Malaysia will not, for now, take the issue of negative labelling of palm oil products by France to the World Trade Organisation.
The Malaysian Minister for Plantation and Commodities Bernard Dompok told a press conference here on Monday that the two countries had decided to set up a joint working group to look at the issues involved in France labelling its food products as palm oil-free.
He was speaking after the inauguration of the Palm Oil Trade Fair and Seminar 2012 here, organized by the Malaysian Palm Oil Council.
“We are alarmed” about the things that were being done, said the minister about France’s move, triggered by allegations of destruction of rain forests for palm oil cultivation in the country. This was unfair to the oil palm industry and a non-tariff barrier, the minister added.
Chairman of the Palm Oil Council Dato’ Lee Yeow Chor said that a joint working group had already been set up and that the representatives of the two countries were set to meet shortly.

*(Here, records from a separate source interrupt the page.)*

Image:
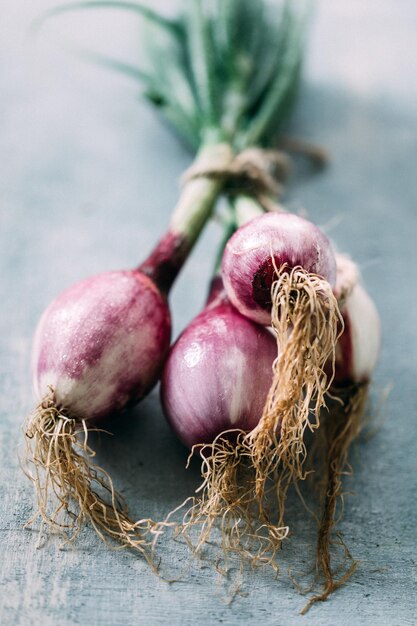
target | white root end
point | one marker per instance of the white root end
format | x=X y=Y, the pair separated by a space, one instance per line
x=70 y=488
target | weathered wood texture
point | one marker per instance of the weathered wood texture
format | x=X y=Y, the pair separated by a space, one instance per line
x=87 y=179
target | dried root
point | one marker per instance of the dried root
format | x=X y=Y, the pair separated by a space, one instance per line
x=341 y=427
x=70 y=489
x=307 y=323
x=246 y=476
x=226 y=502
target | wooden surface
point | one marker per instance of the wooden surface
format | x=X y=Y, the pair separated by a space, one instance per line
x=87 y=180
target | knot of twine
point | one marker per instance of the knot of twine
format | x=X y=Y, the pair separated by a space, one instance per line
x=254 y=171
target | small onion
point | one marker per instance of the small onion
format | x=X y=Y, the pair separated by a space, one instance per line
x=100 y=345
x=217 y=375
x=267 y=243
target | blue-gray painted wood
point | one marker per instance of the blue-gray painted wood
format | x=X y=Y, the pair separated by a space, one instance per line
x=87 y=180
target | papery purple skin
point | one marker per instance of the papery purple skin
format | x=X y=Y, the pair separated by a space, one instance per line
x=217 y=375
x=272 y=239
x=101 y=344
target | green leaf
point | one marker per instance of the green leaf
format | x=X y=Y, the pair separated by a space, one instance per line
x=154 y=17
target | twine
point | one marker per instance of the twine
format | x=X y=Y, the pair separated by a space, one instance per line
x=254 y=171
x=257 y=172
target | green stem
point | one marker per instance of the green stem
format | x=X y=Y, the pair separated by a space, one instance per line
x=194 y=208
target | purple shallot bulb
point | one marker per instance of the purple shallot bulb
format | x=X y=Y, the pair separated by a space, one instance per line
x=214 y=387
x=217 y=375
x=279 y=269
x=99 y=348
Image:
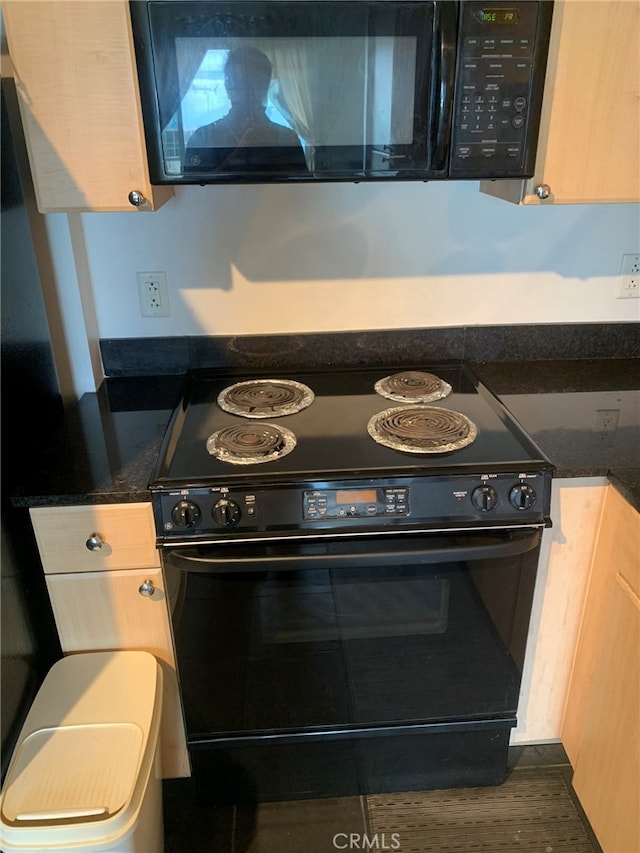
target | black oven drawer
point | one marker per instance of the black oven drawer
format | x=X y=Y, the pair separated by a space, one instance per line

The minister said that Malaysian palm oil refiners, who were handicapped by the relatively high price of crude palm oil vis-à-vis the commodity from Indonesia, now stood to gain from a decision by his ministry to lower export duty on crude palm oil.
He said that palm oil refineries in Malaysia had to do some catching up now as he referred the decision last week to lower duty on export of crude palm oil. He said that the Malaysian palm oil industry was resilient, and would overcome the challenges.
Malaysia, last week, decided to cut duty on export of crude palm oil which will make Malaysian supplies cheaper for Indian importers provided Indonesia does not change its strategies, according to the Executive Director of The Solvent Extractors’ Association of India, B. V. Mehta.
He was speaking to journalists on the sidelines of a two-day Palm Oil Trade Fair and Seminar 2012.
Under the new regime, effective January next year, the duty will range between 8.5 per cent and 5 per cent depending on the price range per tonne.
He said import of vegetable oils stood at 9.5 million tonnes between November and September this year. During November-September last year, India imported 7.77 million tonnes of vegetable oils.
(The correspondent is in Kuala Lumpur at the invitation of Malaysian Palm Oil Council.)